Je sens la colère monter, mêlée à une tristesse sourde. Depuis la retraite de Luc, mon mari, notre vie s’est rétrécie autour des petits-enfants. Les mercredis après-midi, les vacances scolaires, les soirées imprévues : nous sommes devenus les nounous attitrés. Et si jamais j’ose dire non, c’est l’incompréhension totale.
Je raccroche sans répondre. Luc me regarde, inquiet. « Encore Sophie ? »
Je hoche la tête. Il pose sa main sur la mienne. « Monique, il faut que tu lui dises. Tu n’es pas obligée… On a le droit de vivre aussi. »
Mais comment dire non à sa propre fille ? Comment expliquer qu’on se sent usée, invisible, qu’on aimerait juste exister pour soi ?
Ce matin-là, j’ai décidé que ça suffisait.
J’ai appelé Sophie. Ma voix tremblait mais j’ai tenu bon : « Non, Sophie. Aujourd’hui je ne peux pas. Je veux… Je veux juste être tranquille avec ton père. »
Un silence glacial s’est installé. Puis elle a lâché : « D’accord. Je trouverai quelqu’un d’autre. »
J’ai senti la culpabilité m’envahir comme une vague glacée. Mais aussi un étrange soulagement.
La journée s’est écoulée lentement. Luc et moi sommes allés au marché de Jambes, bras dessus bras dessous comme au temps où nous étions jeunes mariés. J’ai acheté des pivoines roses, mon péché mignon. Nous avons bu un café sur la terrasse du « Café des Arts », en regardant les passants pressés sous leurs parapluies.
Mais le soir venu, le téléphone a sonné à nouveau.
C’était Sophie. Sa voix était sèche : « Tu sais que Louis a pleuré parce que tu n’es pas venue ? Il ne comprend pas pourquoi sa mamy ne veut plus de lui… »
J’ai eu envie de pleurer moi aussi. Mais j’ai tenu bon : « Sophie, je t’aime et j’aime Louis. Mais je ne peux plus être là tout le temps. J’ai besoin de penser à moi aussi. »

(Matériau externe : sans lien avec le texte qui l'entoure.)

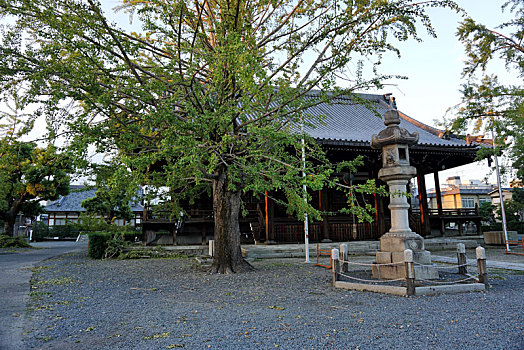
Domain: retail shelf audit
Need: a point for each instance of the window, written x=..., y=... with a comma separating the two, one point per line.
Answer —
x=468, y=203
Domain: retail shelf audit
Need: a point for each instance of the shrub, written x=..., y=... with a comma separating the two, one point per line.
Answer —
x=98, y=242
x=13, y=242
x=40, y=231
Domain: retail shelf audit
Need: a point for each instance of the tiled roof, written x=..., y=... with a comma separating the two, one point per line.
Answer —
x=349, y=122
x=72, y=202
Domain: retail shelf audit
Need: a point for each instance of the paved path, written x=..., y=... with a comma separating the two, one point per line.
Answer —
x=15, y=274
x=489, y=263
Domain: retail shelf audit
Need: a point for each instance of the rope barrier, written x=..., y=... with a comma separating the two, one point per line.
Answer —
x=450, y=282
x=373, y=264
x=373, y=281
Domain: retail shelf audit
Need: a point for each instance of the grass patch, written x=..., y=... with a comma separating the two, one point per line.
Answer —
x=157, y=336
x=56, y=281
x=13, y=242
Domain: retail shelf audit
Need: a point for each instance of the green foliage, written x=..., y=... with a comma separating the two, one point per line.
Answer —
x=112, y=198
x=206, y=95
x=115, y=246
x=489, y=104
x=98, y=242
x=109, y=244
x=41, y=231
x=29, y=174
x=13, y=242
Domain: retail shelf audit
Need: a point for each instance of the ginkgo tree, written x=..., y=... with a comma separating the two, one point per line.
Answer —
x=28, y=174
x=205, y=95
x=491, y=104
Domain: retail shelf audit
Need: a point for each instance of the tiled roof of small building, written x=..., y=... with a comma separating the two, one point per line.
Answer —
x=72, y=202
x=352, y=123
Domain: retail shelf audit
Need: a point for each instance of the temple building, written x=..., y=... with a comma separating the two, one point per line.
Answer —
x=344, y=134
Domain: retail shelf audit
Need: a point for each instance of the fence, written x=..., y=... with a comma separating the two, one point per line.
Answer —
x=409, y=284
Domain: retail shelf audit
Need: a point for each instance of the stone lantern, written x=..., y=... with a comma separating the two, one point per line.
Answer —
x=396, y=172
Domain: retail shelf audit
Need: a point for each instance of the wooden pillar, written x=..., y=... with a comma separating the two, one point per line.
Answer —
x=204, y=233
x=270, y=224
x=461, y=228
x=439, y=203
x=381, y=216
x=323, y=206
x=423, y=204
x=438, y=193
x=266, y=216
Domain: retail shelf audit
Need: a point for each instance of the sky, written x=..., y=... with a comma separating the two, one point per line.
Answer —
x=434, y=72
x=433, y=68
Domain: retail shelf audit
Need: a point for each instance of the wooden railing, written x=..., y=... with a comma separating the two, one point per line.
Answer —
x=450, y=212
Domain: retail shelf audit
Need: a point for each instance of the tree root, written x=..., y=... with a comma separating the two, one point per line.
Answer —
x=240, y=267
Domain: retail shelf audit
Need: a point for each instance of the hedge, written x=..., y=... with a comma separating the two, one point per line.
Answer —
x=98, y=244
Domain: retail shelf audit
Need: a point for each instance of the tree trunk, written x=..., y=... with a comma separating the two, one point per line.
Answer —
x=9, y=224
x=226, y=208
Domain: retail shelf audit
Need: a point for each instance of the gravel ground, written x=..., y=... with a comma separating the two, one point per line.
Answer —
x=79, y=303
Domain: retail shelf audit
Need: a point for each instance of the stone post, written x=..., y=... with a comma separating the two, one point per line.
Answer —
x=481, y=265
x=211, y=248
x=410, y=271
x=344, y=256
x=335, y=265
x=461, y=258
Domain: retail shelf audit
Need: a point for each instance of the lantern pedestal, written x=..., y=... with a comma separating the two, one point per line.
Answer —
x=396, y=172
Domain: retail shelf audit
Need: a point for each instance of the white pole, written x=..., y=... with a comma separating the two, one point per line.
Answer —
x=306, y=223
x=504, y=225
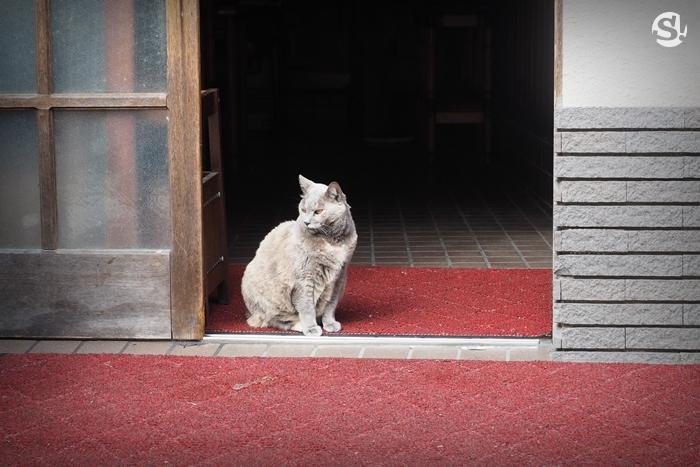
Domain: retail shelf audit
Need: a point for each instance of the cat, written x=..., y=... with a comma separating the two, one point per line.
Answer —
x=299, y=271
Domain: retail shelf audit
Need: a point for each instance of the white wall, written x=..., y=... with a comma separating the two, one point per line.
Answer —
x=610, y=58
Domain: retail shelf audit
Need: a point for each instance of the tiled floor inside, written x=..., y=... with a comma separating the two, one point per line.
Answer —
x=479, y=229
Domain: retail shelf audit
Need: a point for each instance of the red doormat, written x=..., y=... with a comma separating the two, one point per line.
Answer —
x=423, y=302
x=127, y=410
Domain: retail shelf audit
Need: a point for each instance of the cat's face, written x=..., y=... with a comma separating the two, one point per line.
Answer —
x=323, y=208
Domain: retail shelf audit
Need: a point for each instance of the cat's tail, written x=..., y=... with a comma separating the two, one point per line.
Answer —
x=256, y=321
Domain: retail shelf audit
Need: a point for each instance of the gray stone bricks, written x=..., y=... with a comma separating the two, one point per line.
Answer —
x=691, y=265
x=591, y=338
x=619, y=265
x=619, y=216
x=593, y=142
x=656, y=191
x=691, y=314
x=662, y=290
x=627, y=257
x=691, y=216
x=620, y=167
x=663, y=191
x=619, y=313
x=591, y=240
x=663, y=338
x=691, y=118
x=592, y=191
x=592, y=289
x=691, y=167
x=661, y=241
x=662, y=141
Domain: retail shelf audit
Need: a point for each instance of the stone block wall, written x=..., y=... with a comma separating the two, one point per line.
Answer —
x=627, y=234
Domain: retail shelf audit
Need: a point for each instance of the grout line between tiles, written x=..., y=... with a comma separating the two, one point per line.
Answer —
x=405, y=234
x=532, y=224
x=121, y=351
x=442, y=240
x=371, y=233
x=471, y=232
x=75, y=350
x=510, y=239
x=31, y=347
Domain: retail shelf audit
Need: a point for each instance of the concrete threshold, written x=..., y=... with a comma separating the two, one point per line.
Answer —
x=465, y=342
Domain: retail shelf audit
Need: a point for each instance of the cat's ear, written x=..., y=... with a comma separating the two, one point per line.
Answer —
x=334, y=192
x=304, y=183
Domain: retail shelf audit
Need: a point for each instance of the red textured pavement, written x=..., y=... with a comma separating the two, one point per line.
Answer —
x=424, y=301
x=145, y=410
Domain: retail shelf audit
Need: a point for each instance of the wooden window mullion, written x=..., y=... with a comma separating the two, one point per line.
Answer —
x=47, y=163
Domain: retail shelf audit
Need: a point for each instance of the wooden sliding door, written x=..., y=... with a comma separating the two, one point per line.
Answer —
x=100, y=192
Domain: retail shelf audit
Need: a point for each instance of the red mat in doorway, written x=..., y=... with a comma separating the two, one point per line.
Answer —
x=424, y=302
x=146, y=410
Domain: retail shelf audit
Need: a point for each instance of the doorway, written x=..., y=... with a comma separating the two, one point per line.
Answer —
x=434, y=117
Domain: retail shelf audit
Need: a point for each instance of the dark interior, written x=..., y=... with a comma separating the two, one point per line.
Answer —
x=406, y=101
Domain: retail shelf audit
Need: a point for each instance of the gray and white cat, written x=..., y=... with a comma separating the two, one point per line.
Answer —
x=300, y=269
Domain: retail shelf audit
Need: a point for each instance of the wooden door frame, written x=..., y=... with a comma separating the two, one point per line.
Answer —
x=187, y=298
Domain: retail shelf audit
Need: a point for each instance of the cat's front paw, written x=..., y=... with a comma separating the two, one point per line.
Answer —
x=333, y=326
x=313, y=331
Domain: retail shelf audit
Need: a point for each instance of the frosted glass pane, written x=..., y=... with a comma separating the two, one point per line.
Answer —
x=108, y=45
x=112, y=179
x=20, y=225
x=17, y=46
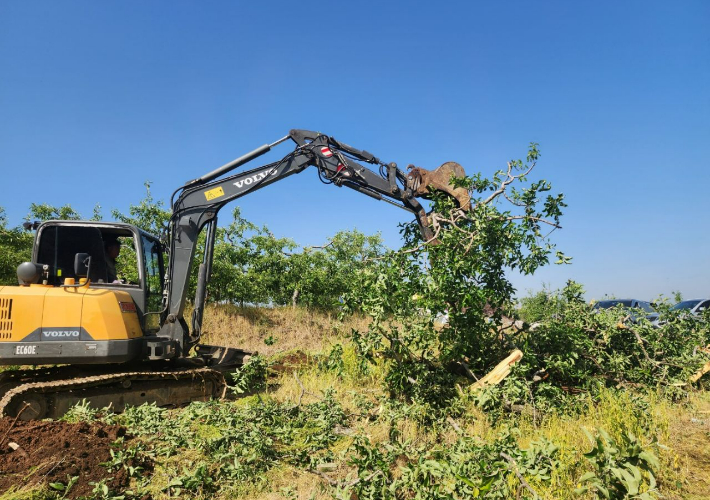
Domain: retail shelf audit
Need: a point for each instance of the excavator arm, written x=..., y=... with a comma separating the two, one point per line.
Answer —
x=199, y=201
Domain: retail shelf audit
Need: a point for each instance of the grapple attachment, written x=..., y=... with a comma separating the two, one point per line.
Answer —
x=422, y=182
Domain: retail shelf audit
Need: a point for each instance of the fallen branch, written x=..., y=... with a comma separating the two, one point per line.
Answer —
x=502, y=370
x=2, y=441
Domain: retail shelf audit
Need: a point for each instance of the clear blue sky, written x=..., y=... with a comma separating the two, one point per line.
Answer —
x=98, y=97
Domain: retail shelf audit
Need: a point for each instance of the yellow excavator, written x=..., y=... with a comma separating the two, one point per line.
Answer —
x=124, y=342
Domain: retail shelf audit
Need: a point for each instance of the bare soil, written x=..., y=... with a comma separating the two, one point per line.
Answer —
x=52, y=452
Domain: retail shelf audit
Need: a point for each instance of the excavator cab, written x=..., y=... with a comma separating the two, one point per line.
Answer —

Elle a raccroché sans un mot.
Les jours suivants ont été lourds de silence. Pas de messages, pas d’appels. Luc essayait de me rassurer : « Elle va comprendre, tu verras. Elle aussi a besoin d’apprendre à se débrouiller sans toi. »
Mais au fond de moi, je doutais. Avais-je été égoïste ? Est-ce qu’une mère a le droit de penser à elle ?
Un dimanche matin, alors que je préparais un gâteau au chocolat — celui que Louis aime tant — on a sonné à la porte.
C’était Sophie, les yeux rougis par les larmes, Louis accroché à sa main.
« Maman… Je suis désolée pour l’autre jour. Je ne me rends pas compte parfois… J’ai tellement besoin d’aide que j’oublie que toi aussi tu as une vie… »
Louis s’est jeté dans mes bras : « Mamy ! Tu me fais un gâteau ? »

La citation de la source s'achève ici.